A small rat bite can be almost unnoticeable and can cause infection quickly.

And undergunfire your experience as a human handling rats is completely irrelevant to this. You're talking about human-rat interaction, Mycobacterium lepraemurium very rarely infects humans, your bites are completely different to the bites that a rabbit may suffer.


----------



## undergunfire (Aug 17, 2009)

*Saudade wrote: *


> *Simply_Love wrote: *
> 
> 
> > Oh dear, oh dear, is this seriously going to turn into a "rats are disease carrying vermin" thing? Most rats, both pet and wild, do not carry diseases that are transferable. Viruses are typically species specific, and the ones that can be transfered through species are rare. Unless the rats in question have been living in sewers in a city with very poor hygiene, they're more than likely disease free.
> ...



Any bite from any animal (to a human or another animal) can cause infection, which is obvious. I wouldn't entirely pick on rats....cats have been known to kill rabbits from bites or even scratches.

The reason why all of this is not a big deal is because rats shouldn't be allowed to interact with other small animal species such as mice, rabbits, guinea pigs.....hence the reason why I don't see that this illness/virus/whatever is a big deal. As I said before...rats use their hands more then their teeth. For rats, I find the teeth are the last straw. This is all as long as the owner follows this rule. If you have a clueless owner...then you will possibly have issues.


----------



## Simply_Love (Aug 17, 2009)

*Saudade wrote: *


> *Simply_Love wrote: *
> 
> 
> > Oh dear, oh dear, is this seriously going to turn into a "rats are disease carrying vermin" thing? Most rats, both pet and wild, do not carry diseases that are transferable. Viruses are typically species specific, and the ones that can be transfered through species are rare. Unless the rats in question have been living in sewers in a city with very poor hygiene, they're more than likely disease free.
> ...



Yes, I do know not all diseases are caused by viruses  And yes, ALL animals mouths have massive amounts of bacteria in them. I know a lady who works with preschoolers. One day a little girl had a tantrum and bit her on the arm. Now, this lady is very involved with animal rescue, and has been seriously bitten dozens of times by dogs, cats, rats, ect., and the bit from the little girl was the worst of them all. It turned colors in a few days, and she had to be put on antibiotics. That never happened to her with any other animal. Does that mean we should treat each and every preschooler as if they are carrying a deadly disease? No, because I'm pretty sure parents would have a major issue with it and sue. Rat owners are going to get peeved as well if someone comes in saying," all rats carry blah blah blah, and they're going to bite everyone and infect them."

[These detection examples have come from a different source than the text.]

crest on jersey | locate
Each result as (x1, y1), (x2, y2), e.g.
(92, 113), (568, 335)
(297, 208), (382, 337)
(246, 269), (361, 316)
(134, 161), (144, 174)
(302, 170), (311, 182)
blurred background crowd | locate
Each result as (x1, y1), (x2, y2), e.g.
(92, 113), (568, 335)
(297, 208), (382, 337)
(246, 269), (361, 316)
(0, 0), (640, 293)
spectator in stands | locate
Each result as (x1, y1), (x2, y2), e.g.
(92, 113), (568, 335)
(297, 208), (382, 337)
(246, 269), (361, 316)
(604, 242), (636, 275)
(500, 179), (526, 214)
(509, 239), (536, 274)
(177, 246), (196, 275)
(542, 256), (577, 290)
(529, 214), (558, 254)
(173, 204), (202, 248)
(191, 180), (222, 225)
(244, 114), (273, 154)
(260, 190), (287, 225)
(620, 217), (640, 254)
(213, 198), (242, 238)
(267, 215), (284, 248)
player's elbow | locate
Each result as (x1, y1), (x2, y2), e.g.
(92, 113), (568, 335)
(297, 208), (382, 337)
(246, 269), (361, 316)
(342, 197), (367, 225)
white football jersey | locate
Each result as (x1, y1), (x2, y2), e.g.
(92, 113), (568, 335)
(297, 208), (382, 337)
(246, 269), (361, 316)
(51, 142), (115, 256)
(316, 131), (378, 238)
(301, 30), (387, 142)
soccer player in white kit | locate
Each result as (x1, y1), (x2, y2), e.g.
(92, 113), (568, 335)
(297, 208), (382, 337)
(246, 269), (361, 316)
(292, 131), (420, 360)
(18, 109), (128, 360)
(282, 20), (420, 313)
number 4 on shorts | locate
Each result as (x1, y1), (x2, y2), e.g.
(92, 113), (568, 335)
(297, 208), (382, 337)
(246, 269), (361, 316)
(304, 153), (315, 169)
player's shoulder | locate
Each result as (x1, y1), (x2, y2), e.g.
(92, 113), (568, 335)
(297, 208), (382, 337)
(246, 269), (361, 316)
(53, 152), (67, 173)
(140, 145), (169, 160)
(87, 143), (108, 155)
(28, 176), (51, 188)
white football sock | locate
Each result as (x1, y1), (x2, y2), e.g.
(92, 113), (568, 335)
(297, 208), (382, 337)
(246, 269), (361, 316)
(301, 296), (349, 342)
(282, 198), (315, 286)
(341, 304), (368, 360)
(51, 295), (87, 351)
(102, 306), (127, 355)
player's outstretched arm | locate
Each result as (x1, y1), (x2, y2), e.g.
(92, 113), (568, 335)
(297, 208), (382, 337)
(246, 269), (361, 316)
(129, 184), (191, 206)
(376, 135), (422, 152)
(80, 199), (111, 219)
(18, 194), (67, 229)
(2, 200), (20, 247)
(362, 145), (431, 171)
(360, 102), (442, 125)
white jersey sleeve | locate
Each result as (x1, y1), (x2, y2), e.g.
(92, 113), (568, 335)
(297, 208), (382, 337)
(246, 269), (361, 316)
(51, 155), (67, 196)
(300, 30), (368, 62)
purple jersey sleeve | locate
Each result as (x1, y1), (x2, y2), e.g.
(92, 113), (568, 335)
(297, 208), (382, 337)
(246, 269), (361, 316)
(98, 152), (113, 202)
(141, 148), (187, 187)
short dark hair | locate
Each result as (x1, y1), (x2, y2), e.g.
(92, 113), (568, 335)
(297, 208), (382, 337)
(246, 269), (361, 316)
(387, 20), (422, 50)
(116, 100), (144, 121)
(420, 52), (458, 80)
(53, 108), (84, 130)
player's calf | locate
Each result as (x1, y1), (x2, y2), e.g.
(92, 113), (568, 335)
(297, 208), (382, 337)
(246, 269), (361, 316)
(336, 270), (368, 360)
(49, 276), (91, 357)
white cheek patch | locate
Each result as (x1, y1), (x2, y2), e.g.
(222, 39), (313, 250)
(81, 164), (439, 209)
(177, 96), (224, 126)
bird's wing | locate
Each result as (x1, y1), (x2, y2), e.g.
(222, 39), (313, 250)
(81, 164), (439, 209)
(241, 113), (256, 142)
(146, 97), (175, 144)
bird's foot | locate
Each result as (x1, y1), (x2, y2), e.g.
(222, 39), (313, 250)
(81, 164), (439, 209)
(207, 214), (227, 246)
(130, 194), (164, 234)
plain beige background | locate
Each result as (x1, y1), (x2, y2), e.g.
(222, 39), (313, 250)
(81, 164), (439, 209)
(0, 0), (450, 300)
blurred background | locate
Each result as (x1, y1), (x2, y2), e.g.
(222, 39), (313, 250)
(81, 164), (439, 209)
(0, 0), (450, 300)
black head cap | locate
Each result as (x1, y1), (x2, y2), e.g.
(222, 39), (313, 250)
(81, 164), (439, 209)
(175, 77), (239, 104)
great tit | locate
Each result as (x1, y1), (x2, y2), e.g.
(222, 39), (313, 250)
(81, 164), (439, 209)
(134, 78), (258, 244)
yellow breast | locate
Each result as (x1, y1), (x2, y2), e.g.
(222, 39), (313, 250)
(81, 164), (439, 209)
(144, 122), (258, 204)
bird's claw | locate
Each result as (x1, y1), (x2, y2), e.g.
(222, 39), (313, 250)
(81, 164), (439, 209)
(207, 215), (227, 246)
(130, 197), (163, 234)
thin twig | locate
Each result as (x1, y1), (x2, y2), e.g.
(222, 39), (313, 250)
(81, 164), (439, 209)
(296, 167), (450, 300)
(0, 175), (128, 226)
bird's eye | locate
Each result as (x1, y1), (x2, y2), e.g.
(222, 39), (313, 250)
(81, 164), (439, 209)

Do you even have any first hand experience with rats? Where is your proof that rats bite frequently? Rat's are more likely to run away when scared, unless they're cornered, and like undergunfire said, rats tend to push and kick to get away, and only use their teeth as a last resort. It is very, very, very unlikely her rabbit would contract a disease from these rats.


----------



## Saudade (Aug 17, 2009)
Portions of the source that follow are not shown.